Kat: When Tony and I first started to write, we would never come close to the complexity.

GW: The band has come so far with this release. You can tell the band has really matured and you are all working so well together.
Kat: Yes, it is like we were saying, it takes so many small things to make a song come together. We have a very collaborative nature in this band and we all bring our own thing, no one tries to dominate.
Elix: We all bring different aspects to this album. This album is all over the place stylistically, but it is very cohesive.
Tony: It’s one of my proudest moments as a producer. It’s a hodge-podge of stuff and from a producer's perspective everything is important, even the order of the music. The album is supposed to take you on a journey. It could have come across as pretentious, but instead the journey worked out. I think it is just a great piece of art.

Broken Robots

GW: The song Over and Over I had to listen to several times. It is so light and funk, yet a total departure from the whole release.
Tony: I wrote that riff when I was nineteen, so long ago. And the aesthetics are of bringing back a song from so long ago. I was saying goodbye to my old stuff. You know, there were a lot of songs I have written that were never going to be heard, and I wanted one of my old songs to be heard.
Kat: When Tony wrote that song by himself he wrote it with an acoustic and an omni-chord. We wanted the old sound from the eighties. We recreated the sounds of the omni-chord.
Tony: It is the closest to an endearment song with a lightness and feeling of appreciation to it.
Kat: I wanted to make this an ode to us. We have a unique backstory. When I met Tony, he was a panhandler and I would stop and talk to him. We became friends and one day he had a sign that said, does anybody even read these? I’m glad we got that as a lyric in the song.

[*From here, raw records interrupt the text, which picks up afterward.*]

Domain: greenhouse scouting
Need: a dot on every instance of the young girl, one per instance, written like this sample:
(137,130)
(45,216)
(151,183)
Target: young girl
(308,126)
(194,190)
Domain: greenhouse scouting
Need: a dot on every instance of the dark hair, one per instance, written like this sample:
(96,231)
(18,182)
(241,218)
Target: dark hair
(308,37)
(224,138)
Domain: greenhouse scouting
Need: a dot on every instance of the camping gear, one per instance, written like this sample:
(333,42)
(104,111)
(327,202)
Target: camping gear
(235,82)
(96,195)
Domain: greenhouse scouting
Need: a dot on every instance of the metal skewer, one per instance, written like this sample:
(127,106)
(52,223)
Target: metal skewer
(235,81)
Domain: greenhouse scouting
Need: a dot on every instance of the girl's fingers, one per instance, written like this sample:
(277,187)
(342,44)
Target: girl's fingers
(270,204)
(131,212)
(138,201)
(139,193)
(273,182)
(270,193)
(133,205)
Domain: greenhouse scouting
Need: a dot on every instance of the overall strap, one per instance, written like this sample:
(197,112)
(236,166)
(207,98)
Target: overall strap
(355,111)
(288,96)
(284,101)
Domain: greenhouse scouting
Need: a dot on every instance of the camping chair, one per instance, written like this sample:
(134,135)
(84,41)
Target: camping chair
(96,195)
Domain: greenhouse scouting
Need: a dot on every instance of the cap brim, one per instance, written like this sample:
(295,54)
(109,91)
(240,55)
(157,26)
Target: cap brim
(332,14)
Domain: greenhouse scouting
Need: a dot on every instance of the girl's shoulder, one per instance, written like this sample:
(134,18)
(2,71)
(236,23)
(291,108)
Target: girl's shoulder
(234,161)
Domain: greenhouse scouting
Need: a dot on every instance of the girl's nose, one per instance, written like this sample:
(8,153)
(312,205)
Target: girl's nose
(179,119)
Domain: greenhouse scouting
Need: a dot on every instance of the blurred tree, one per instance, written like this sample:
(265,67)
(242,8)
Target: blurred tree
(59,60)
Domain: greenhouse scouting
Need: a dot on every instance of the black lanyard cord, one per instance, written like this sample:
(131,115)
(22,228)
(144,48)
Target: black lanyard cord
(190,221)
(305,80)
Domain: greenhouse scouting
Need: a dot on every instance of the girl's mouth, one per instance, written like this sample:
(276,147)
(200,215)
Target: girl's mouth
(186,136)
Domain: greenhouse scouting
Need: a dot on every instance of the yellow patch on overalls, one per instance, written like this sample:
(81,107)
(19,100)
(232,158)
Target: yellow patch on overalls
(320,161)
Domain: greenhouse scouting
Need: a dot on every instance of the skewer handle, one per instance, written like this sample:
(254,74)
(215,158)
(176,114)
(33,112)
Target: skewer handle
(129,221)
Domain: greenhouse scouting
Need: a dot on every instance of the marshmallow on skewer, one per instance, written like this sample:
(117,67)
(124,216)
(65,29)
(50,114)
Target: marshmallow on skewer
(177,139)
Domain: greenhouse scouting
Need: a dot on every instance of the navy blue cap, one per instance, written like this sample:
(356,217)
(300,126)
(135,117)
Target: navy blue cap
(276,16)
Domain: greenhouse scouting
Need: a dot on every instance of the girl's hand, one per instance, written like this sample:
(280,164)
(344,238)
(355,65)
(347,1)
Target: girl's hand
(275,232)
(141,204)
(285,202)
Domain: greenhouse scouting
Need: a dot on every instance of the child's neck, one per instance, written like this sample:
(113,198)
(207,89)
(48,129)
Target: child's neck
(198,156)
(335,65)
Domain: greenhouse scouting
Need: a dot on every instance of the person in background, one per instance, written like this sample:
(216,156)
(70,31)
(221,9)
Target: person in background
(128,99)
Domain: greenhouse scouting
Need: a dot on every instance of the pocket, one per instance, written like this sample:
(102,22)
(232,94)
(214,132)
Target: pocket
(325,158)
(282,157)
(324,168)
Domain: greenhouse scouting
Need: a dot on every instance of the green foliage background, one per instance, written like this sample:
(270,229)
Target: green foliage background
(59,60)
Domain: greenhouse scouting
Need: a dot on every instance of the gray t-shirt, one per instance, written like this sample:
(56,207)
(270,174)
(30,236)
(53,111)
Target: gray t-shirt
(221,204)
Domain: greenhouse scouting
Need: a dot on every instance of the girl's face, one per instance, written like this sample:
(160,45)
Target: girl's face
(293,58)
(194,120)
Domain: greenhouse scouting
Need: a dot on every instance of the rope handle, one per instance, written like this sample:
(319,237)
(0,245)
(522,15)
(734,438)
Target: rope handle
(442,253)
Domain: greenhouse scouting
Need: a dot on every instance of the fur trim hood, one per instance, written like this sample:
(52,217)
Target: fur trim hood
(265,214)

…Everybody is staging their way to the perfect story…You were holding a sign that said; does anybody read these things? {Over and Over}

Broken Robots

GW: The release ends with Potential. I think we all need to know that it is ok. We are told we are not living up to someone else's expectations, but you are doing the best you can.
Kat: A lot of people can relate to that song. I took ownership. I wanted it to sound kind of broken so I told Anthony when you hit the drums make it loud, I wanted a feeling of imperfection. I came up with the guitar part and Tony helped me make it a song.
Tony: I remember I was at work and she sent the riff to me. I had to plug my ears to listen to it and I got excited because I knew it was a great song. When we recorded the drums, Kat was so adamant about the relationship between the drums and vocals that she conducted it.
Kat: I come from a very traditional Ukrainian background and women are supposed to have a lot of kids and stay home and cook. My grandmother was disappointed in me. I was so excited when I got a job as a sound engineer and she was disappointed and said that I wasn't going to be happy because that was not a job for a woman. I wasn’t living up to her expectations, but I thought I’m living up to my expectations, so where do your expectations come in? You know, why can’t you just love me for who I am? So there is a tinge of feminism to it because in my day-to-day life I feel I have to fight against preconceived notions of who and what I’m supposed to be.
Elix: We were playing an outdoor event, I had a messed up leg and we had to move some big furniture. I asked Kat to help move the stuff and two or three big dudes came up to Kat and asked if she needed help, and I thought, no, I’m the injured one here, she can do it herself.
Kat: I’ve been to gigs carrying my tube amp. I carry gear for a living, and men will just appear and offer to carry my gear.
GW: You have to be strong to be a musician, physically and mentally.

These young musicians have poured themselves into a work that is pure art and a labor of love. This album The Great American Struggle hits the streets on September 12 and promises something for everyone. Find the release on streaming services, or better yet, seek out the band and buy a copy for yourself. It will be a constant companion in your daily struggle.